The factory in Kaohsiung in the country's south-west is due to be fully operational from 2027, and will produce high- (HV) and medium-voltage (MV) alternating current (AC) power cables – mainly for the Taiwanese offshore wind market.

NKT explained that it expects this market to “grow rapidly” in the next decade, following a series of gigawatt-scale offshore wind auctions.

The Danish firm will licence its offshore HV AC static export cables and MV AC dynamic inter-array cables to Walsin Lihwa.

It will own 10% of the joint venture, but will not provide capital investment for the factory. It will receive returns based on royalties and dividends. 

Meanwhile, Walsin Lihwa will invest NTD 2.7 billion ($88.8 million) in the factory, it stated. It is as-yet unclear how much the entire factory will cost.

NKT president and CEO, Alexander Kara explained: “The joint venture is an attractive opportunity for NKT from a financial perspective and an opportunity for us to participate in a new, growing market, which is otherwise challenging to serve. 

“It is an important first step for NKT to establish presence in the Asian high- and medium-voltage market and a platform for future growth in the region.”

Taiwan was an early mover in offshore wind in Asia Pacific, awarding grid connection rights for 8.5GW of capacity across three rounds.
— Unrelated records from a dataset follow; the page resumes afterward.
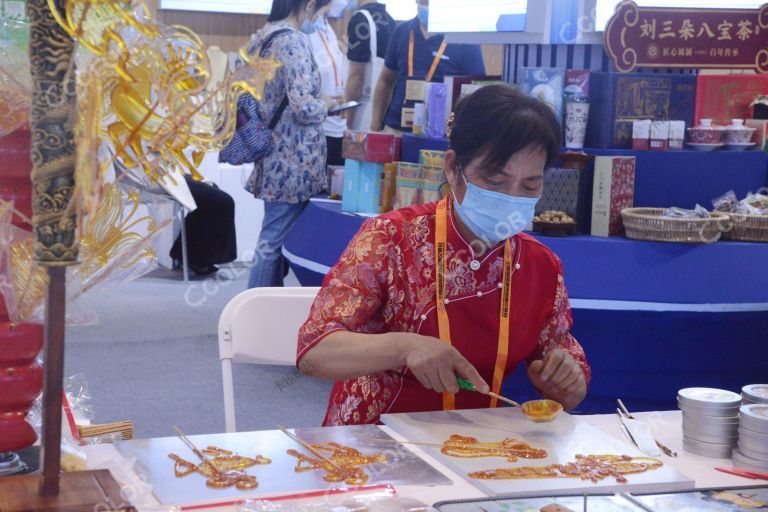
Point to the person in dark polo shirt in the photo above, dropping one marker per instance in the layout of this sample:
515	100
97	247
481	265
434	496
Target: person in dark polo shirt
364	68
416	55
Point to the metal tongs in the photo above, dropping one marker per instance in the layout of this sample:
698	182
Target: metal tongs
624	415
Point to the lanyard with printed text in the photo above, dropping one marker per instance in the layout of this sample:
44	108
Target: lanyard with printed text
441	247
330	56
435	63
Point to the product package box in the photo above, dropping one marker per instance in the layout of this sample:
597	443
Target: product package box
413	144
725	97
576	83
369	193
336	180
569	191
430	158
546	84
761	135
351	193
619	99
432	178
388	183
612	191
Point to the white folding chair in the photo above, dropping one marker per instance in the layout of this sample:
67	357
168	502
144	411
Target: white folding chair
260	326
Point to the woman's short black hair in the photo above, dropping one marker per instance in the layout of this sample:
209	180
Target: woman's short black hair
497	121
281	9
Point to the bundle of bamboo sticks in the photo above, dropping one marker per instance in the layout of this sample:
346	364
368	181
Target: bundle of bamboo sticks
125	428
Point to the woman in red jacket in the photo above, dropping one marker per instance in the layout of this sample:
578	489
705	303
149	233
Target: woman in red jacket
431	292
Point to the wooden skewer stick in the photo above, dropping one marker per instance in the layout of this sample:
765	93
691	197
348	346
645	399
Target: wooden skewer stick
504	399
197	452
310	449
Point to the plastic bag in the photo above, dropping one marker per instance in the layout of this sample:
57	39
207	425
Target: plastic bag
727	203
362	503
753	204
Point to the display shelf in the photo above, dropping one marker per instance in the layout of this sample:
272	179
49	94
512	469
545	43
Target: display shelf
652	317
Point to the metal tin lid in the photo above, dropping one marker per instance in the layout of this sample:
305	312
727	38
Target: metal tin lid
708	397
711	439
710	420
711	430
720	451
757	393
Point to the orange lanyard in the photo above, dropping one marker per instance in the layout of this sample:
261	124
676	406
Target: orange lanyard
444	329
435	63
330	55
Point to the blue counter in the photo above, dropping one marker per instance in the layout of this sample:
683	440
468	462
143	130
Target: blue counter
653	317
687	178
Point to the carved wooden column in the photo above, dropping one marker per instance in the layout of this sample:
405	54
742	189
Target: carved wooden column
52	123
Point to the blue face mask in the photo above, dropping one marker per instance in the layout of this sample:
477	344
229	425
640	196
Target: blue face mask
493	216
423	14
308	27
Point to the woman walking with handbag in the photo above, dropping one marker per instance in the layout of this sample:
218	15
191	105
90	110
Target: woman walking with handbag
293	169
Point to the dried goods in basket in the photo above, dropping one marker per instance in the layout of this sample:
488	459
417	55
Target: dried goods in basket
650	224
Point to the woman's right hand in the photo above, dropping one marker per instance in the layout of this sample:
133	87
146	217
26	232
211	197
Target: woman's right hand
436	364
332	102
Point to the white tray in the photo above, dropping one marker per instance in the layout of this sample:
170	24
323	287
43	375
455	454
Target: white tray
278	477
563	439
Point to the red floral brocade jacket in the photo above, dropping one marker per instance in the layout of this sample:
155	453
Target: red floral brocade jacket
385	282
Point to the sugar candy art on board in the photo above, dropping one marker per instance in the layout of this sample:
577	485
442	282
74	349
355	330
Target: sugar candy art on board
145	101
665	37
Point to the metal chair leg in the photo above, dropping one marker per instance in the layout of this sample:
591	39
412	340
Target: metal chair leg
184	261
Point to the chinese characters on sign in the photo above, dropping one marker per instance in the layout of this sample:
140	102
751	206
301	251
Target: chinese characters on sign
687	38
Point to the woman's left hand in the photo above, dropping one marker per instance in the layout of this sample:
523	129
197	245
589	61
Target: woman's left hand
560	378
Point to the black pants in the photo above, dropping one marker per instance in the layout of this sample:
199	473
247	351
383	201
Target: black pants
334	151
210	229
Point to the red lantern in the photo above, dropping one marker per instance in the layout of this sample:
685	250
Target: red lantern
15	172
21	381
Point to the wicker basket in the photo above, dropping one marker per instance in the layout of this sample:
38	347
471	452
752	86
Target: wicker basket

It is due to hold further 3GW rounds this year and next.

Localisation is a key requirement for offshore wind developers seeking to build projects in Taiwan, prompting several western companies to partner with local groups.

The country already has 128MW of operational capacity across two demonstration projects, according to Windpower Intelligence, the research and data division of Windpower Monthly.